Wednesday, August 6, 2008

Why do we have Commission-Based Financial Advisors?

I have already discussed the forces that led to individuals managing their own retirement money. In his book, The Intelligent Portfolio, Christopher L. Jones explains how this led to product-based compensation for financial advice.

For wealthy people, investment advisors traditionally charged a percentage of the total portfolio each year. For this money, advisors were expected to have high levels of expertise over a broad range of financial topics. Investors got personalized attention requiring substantial amounts of the advisor’s time.

Now that there are so many small investors managing their own retirement money, this model doesn’t work well. Advisors simply don’t make enough money on $50,000 portfolios to justify the time and effort. Something had to change.

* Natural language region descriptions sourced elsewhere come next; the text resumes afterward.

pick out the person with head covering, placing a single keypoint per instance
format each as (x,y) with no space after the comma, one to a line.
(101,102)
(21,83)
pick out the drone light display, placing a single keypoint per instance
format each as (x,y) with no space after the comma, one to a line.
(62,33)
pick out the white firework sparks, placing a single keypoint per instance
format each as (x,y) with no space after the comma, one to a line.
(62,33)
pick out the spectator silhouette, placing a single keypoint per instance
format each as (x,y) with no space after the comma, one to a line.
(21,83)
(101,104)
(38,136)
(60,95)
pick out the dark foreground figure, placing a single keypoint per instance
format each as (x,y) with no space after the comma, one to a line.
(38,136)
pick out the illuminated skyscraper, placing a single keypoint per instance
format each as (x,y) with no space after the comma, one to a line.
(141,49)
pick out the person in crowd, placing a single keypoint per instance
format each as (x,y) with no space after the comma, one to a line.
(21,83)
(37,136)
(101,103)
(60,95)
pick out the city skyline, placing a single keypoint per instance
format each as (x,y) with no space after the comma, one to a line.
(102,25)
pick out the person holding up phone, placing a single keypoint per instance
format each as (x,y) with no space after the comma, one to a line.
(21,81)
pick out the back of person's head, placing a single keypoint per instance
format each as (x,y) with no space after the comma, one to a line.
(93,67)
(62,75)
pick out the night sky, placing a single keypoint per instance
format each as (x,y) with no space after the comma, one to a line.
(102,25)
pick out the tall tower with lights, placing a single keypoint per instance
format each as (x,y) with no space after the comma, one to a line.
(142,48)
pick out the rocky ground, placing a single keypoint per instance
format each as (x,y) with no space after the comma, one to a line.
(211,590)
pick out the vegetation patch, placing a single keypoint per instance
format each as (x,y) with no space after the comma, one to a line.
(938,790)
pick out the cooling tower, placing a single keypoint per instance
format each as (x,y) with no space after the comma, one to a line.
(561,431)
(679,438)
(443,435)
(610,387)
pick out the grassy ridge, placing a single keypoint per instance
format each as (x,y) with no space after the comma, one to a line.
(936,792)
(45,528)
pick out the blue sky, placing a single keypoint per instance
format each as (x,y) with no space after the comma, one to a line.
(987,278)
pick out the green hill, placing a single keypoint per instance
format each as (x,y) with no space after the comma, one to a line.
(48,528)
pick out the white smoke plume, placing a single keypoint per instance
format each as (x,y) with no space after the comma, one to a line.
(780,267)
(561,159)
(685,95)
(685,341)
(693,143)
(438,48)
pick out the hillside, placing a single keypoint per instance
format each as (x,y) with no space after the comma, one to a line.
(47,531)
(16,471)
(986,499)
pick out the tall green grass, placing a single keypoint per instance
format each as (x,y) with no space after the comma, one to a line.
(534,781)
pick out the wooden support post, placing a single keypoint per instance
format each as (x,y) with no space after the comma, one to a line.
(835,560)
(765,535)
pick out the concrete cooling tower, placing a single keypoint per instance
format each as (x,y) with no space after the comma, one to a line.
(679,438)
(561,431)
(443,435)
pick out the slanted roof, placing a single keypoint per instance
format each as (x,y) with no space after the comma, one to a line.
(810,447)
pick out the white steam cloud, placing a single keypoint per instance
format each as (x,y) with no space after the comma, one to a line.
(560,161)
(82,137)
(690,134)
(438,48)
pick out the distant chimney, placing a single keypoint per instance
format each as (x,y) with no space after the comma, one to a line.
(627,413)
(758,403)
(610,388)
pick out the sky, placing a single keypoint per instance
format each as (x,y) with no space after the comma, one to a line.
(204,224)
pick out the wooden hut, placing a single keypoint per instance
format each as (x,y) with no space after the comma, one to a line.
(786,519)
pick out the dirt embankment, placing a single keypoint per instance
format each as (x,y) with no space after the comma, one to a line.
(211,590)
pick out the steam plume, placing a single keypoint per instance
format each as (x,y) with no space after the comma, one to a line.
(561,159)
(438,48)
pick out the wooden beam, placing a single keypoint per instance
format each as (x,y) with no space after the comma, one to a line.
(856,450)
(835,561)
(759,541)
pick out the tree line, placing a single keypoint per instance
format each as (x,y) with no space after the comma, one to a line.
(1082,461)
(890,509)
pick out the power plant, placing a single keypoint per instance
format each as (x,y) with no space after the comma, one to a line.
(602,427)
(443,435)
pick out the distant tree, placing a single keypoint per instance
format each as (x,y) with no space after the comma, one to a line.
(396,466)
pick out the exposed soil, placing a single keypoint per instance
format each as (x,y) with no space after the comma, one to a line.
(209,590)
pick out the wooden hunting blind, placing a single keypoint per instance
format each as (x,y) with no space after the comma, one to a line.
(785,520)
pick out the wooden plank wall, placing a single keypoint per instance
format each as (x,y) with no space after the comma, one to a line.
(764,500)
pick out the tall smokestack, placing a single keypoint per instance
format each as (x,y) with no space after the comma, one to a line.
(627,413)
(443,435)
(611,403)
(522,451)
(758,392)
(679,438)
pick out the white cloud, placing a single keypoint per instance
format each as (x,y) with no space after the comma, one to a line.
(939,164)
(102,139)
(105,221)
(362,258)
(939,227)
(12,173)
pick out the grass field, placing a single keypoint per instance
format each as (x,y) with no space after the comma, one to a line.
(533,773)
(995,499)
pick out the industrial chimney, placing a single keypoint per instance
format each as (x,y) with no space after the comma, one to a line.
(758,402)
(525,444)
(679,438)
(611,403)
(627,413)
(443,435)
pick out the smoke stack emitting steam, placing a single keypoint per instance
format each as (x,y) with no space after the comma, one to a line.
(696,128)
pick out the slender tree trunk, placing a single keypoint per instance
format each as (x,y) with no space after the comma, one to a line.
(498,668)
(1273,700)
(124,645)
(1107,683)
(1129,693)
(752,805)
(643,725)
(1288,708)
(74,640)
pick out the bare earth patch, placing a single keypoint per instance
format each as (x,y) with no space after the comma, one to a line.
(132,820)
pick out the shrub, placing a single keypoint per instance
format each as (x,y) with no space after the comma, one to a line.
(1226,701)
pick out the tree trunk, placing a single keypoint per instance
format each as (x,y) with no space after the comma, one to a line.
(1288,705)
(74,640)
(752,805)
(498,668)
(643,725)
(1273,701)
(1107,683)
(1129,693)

Enter commissions. When an advisor sells a mutual fund or insurance product, he gets a commission that is often invisible to the client. The result is, in Jones’ words:

“This approach suffers from a big conflict of interest, as some products invariably result in larger commissions for the broker or advisor than others. The result is that the advisor may have a vested interest in selling certain products (such as the funds of their own firm), even if it is not necessarily in your best interests.”

In my opinion, the biggest problem is that the size of the fees is hidden from the average investor. These fees are mostly commissions and management expense ratios (MERs). By law these fees have to be disclosed in a prospectus, but these documents are written to be unintelligible by the average person.

Imagine the following scenario. Tina the typical investor walks into the office of Frank the financial advisor. Frank works out a mutual fund plan for Tina’s $50,000 retirement savings. Then Frank tells Tina that following his advice will cost her about $8000 in fees over the first 5 years! Tina would likely balk at such a high cost.

But, this is how much Tina would pay if Frank got a 5% commission up front, and Tina paid a 2% MER on the mutual funds each year. The bottom line is that hidden commissions and other fees make it possible to extract a lot of money from small-time investors by exploiting their ignorance.